Лицо Клавы затуманилось. Она обернулась и увидела, как на ертаульный челн проворно прыгнули братец Ивашка с пятью удальцами, оттолкнулись и быстро пошли в стремнину. За ними, пока держась у берега, таясь в зеленой тени, поплыли другие струги. На одном стоит Ермак, широко расставив ноги, настороженный и властный. Близко к атаману сидит Брязга. «Провора-казак, и мастер на сердечные слова, улестит любую. Нет, не он мне надобен! Такого подомну и будет под пяткой. Эх, Ерм-а-ак!» — с грустью вздохнула Клава. Тряхнула головой и, поднявшись с камня, побрела по стану. У шалаша Василиса в синем сарафане могучими руками чистила рыбу. Работала она споро, ладно, — из-под острого ножа так и сыпалась серебристыми блестками рыбья чешуя. Под работу тихо напевала:
Я нарву цветов, совью венок
Милу другу на головушку…
Носи, милый, да не спрашивай,
Люби меня, да не сказывай…
— Это кому же ты венок плетешь, корова? — посмотрев на Василису, насмешливо спросила Клава.

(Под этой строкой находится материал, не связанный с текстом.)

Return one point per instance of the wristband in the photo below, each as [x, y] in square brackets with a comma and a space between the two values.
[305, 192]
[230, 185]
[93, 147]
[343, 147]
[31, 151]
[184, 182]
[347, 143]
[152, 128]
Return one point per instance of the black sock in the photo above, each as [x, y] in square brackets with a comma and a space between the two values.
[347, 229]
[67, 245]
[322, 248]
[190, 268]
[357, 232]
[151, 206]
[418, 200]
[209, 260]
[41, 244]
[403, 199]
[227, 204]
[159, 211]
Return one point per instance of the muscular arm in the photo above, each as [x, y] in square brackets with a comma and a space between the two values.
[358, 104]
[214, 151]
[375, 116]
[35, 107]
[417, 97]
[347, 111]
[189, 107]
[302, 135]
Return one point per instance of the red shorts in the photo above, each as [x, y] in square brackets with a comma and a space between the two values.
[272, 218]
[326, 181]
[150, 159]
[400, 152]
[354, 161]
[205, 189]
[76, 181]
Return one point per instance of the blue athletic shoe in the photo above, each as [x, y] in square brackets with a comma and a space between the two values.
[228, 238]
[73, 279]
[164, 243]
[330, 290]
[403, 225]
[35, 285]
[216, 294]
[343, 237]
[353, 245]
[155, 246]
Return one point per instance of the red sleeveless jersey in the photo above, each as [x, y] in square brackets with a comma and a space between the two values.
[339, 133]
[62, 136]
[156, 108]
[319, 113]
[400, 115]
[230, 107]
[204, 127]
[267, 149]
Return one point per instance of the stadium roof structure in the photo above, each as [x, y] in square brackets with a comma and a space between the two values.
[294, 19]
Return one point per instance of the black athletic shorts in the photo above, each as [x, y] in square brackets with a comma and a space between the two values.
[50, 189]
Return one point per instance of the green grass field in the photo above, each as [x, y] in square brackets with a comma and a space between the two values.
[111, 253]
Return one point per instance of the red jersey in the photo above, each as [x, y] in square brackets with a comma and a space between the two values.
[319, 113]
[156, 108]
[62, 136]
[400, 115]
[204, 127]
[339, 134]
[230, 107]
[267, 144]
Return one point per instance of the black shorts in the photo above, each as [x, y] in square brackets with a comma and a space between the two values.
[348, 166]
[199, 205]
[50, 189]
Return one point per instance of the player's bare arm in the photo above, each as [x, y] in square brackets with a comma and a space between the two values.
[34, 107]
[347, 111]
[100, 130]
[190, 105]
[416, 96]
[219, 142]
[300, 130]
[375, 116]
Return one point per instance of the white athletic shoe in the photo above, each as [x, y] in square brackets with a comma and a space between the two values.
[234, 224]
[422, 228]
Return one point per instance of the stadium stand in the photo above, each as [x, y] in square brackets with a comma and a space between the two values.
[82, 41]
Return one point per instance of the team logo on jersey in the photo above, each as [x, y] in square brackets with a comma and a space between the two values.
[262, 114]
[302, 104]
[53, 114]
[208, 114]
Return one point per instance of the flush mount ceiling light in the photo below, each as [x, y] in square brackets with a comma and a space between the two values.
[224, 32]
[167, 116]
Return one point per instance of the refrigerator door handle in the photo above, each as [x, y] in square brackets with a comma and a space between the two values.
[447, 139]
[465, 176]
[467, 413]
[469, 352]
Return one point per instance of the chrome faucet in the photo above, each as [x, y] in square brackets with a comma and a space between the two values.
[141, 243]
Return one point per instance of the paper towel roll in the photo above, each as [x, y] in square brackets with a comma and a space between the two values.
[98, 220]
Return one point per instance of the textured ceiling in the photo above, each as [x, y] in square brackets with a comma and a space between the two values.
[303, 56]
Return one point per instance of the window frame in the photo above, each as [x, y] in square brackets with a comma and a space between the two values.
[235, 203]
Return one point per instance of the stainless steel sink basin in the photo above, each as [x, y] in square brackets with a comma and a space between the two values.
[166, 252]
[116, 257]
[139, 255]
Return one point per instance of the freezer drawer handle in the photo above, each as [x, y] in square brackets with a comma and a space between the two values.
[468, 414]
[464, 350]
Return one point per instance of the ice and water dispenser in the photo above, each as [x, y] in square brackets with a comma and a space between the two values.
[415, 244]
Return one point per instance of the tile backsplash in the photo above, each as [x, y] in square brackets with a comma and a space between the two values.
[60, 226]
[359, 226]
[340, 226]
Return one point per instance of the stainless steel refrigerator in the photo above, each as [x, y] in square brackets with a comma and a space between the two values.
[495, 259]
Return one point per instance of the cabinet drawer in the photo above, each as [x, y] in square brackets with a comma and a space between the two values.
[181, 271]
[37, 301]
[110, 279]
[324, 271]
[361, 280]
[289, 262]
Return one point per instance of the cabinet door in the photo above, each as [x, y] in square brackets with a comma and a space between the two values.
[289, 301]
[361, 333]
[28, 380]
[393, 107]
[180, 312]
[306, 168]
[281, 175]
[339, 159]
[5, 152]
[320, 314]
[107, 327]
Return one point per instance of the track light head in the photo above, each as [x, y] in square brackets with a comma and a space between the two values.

— А хошь бы и ему! — подбоченясь в крутые бедра, с вызовом ответила повольница. — Стоющий! Силен, кучеряв, такой в сладости кости сломит. Ах, милая!
Глаза девки потемнели, она сжала кулаки и, надвигаясь на соперницу, прошептала:
— Что говоришь, сатана старая…
— Я-то старая! — загораясь гневом, закричала Василиса, отбросила рыбу и выпрямилась: — Эко, глянь, что я за ягода-малина!
Темноглазая, тугая, она и впрямь выглядела в самой поре. Засмеялась так, что ослепительно блеснули ее белые, чистые зубы; бойко повернулась вправо и влево перед казачкой.
— Гляди, вон какая я пышная! Зачем ему худерьба, башенка астраханская? Любуйся! — Василиса притопнула ногой в козловом башмаке и звонко шлепнула себя ладонью.
Едкий занозистый смех соперницы перевернул сердце Клавы. В траве, у колодца, валялся тяжелый старинный топор-дроворуб, переделанный из стрелецкой секиры. Казачка рванулась к нему…
— Зарублю!..
Василиса схватила острый нож, повела злыми глазами:
— Не посмеешь. Зарежу…
Напряженно разглядывая друг друга, с минуту стояли соперницы, полные неукротимой злобы, жгучей ревности, сторожа каждое движение друг друга. Обе — стройная, розовая казачка и кареглазая, налитая силой и здоровьем повольница — были одинаково страшны.